Questions: Vaulted Back Guitar

by Sjaak Elmendorp

Originally published in American Lutherie #97, 2009

 

AG from the Internet asks:

Any tips on building a guitar with a vaulted back, such as the Baroque guitar in Plan #27? Little information is available on the precise shape of the back and effective ways of constructing it.


Sjaak Elmendorp of Nieuw-Vennep, The Netherlands
replies:

After having made some steel string and classical guitars, I wanted to try something a little more involved. I bought a plan of a Baroque guitar with vaulted back, such as GAL Instrument Plan #27 drawn by Bruné. The plan provided only scarce information on the shape of the back, so as a novice to this field I was left to my own imagination. I must not be the only one, as there seemed to be a variety of schools of thought on the subject. Among professional builders there seems to be consensus that the guitars were constructed to have backs that have the same curvature across the width of the instrument, i.e., the cross sections resembled part of circles. From there on, it was a matter of combining the beautiful and ancient design with some modern mathematics.

Using the location of the back braces along the centerline as position indicators, the width of the back and height of sides and center of the back was taken from the plan at these points. A simple calculation in an Excel spreadsheet allowed the radius of curvature of the back to be calculated from these three data points at each back brace position. The shape of the cross sections of the back were calculated and printed. (Note: the formula for this calculation can be found in John Sevy’s article in AL#58 p. 42 and BRBAL5 p. 355.) I am happy to make the spreadsheet available to interested readers. It is available on the Extras page of the GAL website: www.luth.org. (Look for “magazine extras” under the “publications” menu.)

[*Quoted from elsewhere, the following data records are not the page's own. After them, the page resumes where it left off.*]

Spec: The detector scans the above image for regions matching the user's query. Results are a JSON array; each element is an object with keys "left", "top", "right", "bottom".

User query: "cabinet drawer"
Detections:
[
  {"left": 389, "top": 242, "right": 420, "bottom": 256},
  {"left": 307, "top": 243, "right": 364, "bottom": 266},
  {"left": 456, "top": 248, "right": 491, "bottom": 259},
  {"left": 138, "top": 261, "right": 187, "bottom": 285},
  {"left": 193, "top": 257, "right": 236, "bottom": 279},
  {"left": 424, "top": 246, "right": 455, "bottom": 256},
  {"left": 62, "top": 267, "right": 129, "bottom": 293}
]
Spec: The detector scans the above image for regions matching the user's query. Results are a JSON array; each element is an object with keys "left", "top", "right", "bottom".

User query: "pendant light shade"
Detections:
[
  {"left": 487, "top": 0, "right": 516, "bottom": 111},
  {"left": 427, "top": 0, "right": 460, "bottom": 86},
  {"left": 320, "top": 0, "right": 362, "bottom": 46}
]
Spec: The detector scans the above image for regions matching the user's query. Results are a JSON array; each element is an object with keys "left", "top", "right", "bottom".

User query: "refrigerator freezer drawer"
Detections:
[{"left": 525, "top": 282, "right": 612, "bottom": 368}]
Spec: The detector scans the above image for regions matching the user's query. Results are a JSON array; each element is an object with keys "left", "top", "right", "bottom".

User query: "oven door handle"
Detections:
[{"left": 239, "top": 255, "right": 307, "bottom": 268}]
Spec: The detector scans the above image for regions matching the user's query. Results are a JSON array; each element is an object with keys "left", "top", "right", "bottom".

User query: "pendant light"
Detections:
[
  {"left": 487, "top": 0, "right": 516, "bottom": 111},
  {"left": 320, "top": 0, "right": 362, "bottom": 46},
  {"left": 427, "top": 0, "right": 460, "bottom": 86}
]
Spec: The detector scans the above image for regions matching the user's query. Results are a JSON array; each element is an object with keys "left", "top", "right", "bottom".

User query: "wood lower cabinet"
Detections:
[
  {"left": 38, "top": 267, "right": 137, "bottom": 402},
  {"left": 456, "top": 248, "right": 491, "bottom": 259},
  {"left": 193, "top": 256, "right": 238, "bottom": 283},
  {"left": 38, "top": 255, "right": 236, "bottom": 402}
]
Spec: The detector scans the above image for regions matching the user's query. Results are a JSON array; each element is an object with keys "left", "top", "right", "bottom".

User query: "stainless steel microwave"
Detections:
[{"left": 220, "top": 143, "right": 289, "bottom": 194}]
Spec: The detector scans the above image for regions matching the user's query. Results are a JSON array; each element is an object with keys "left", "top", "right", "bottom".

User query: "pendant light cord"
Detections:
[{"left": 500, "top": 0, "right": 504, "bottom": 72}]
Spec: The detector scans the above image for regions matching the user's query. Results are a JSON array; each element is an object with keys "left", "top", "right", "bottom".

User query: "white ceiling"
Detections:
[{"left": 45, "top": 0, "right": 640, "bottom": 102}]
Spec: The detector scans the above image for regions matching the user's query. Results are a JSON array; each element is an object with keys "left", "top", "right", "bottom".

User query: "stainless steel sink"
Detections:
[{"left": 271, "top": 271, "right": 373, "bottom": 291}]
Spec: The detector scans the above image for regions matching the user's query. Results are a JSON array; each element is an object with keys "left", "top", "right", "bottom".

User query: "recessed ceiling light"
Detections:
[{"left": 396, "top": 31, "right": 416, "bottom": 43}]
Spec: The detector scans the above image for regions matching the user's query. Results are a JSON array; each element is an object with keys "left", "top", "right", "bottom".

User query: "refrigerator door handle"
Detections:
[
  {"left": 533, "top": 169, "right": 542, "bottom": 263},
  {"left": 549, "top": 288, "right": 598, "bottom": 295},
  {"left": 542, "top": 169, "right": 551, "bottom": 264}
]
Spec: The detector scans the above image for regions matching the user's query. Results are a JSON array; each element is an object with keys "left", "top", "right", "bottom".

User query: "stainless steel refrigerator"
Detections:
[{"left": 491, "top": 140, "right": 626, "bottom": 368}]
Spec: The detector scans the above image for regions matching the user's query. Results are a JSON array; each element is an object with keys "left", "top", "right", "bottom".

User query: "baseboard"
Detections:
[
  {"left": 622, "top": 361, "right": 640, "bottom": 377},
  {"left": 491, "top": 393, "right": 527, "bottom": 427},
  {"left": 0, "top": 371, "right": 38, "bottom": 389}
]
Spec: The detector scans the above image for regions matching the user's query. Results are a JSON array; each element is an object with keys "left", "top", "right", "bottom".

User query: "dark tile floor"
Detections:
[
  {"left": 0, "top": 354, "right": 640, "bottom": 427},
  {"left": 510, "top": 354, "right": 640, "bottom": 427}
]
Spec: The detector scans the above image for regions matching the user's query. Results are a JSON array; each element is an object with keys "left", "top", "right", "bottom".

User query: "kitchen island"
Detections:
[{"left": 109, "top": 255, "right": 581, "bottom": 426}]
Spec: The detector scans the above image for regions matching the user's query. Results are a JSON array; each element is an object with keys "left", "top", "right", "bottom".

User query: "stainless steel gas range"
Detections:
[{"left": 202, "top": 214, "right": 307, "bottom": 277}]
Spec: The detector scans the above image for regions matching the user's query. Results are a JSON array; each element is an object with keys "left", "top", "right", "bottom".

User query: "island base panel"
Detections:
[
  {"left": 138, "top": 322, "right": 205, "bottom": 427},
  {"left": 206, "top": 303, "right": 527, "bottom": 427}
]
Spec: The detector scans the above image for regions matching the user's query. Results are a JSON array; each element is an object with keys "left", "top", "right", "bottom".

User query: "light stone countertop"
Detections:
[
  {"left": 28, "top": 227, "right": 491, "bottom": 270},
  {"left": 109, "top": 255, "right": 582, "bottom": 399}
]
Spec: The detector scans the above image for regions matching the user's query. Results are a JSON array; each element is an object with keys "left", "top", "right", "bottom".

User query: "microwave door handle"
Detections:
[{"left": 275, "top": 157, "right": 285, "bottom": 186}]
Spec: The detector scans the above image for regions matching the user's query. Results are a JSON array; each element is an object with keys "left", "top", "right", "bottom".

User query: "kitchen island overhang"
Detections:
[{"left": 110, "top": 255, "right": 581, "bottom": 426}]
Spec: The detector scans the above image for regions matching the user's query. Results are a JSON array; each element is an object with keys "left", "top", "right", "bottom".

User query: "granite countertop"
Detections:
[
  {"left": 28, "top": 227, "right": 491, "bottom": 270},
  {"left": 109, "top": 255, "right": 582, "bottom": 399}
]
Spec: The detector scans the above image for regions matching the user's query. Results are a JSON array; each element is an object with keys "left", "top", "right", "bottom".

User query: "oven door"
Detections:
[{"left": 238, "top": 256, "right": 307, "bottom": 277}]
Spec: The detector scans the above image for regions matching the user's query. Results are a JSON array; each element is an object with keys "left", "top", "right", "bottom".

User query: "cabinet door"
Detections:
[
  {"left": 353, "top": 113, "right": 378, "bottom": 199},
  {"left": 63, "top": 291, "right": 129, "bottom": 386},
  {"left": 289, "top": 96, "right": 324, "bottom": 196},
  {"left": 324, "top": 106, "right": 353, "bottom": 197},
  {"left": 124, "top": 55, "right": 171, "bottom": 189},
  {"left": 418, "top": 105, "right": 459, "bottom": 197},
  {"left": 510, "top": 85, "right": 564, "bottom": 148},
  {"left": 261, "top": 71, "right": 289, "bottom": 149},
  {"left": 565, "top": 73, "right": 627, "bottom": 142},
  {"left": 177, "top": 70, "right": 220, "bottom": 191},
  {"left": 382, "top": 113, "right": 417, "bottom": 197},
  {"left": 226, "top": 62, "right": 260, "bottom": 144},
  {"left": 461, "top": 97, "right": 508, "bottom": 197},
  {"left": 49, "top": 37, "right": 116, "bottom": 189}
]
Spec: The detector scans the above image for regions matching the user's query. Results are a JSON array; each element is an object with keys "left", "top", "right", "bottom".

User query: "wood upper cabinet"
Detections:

The cross sections were made out of plywood, to serve as a mold. The spruce braces were bent and attached with a few small short nails to the plywood. The ebony (10MM wide ) and maple (3MM wide) strips for the back were then cold bent into shape and glued on the braces using rubber bands and a few small clamps.

The sides, also consisting of alternating ebony and maple strips with reinforcing spruce braces to provide cross-directional strength, were made on a mold. A heat gun was used to bend the strips into shape.

It is now strung up and it looks, plays, and sounds correct. Although I see many areas for improvement, the back looks all right.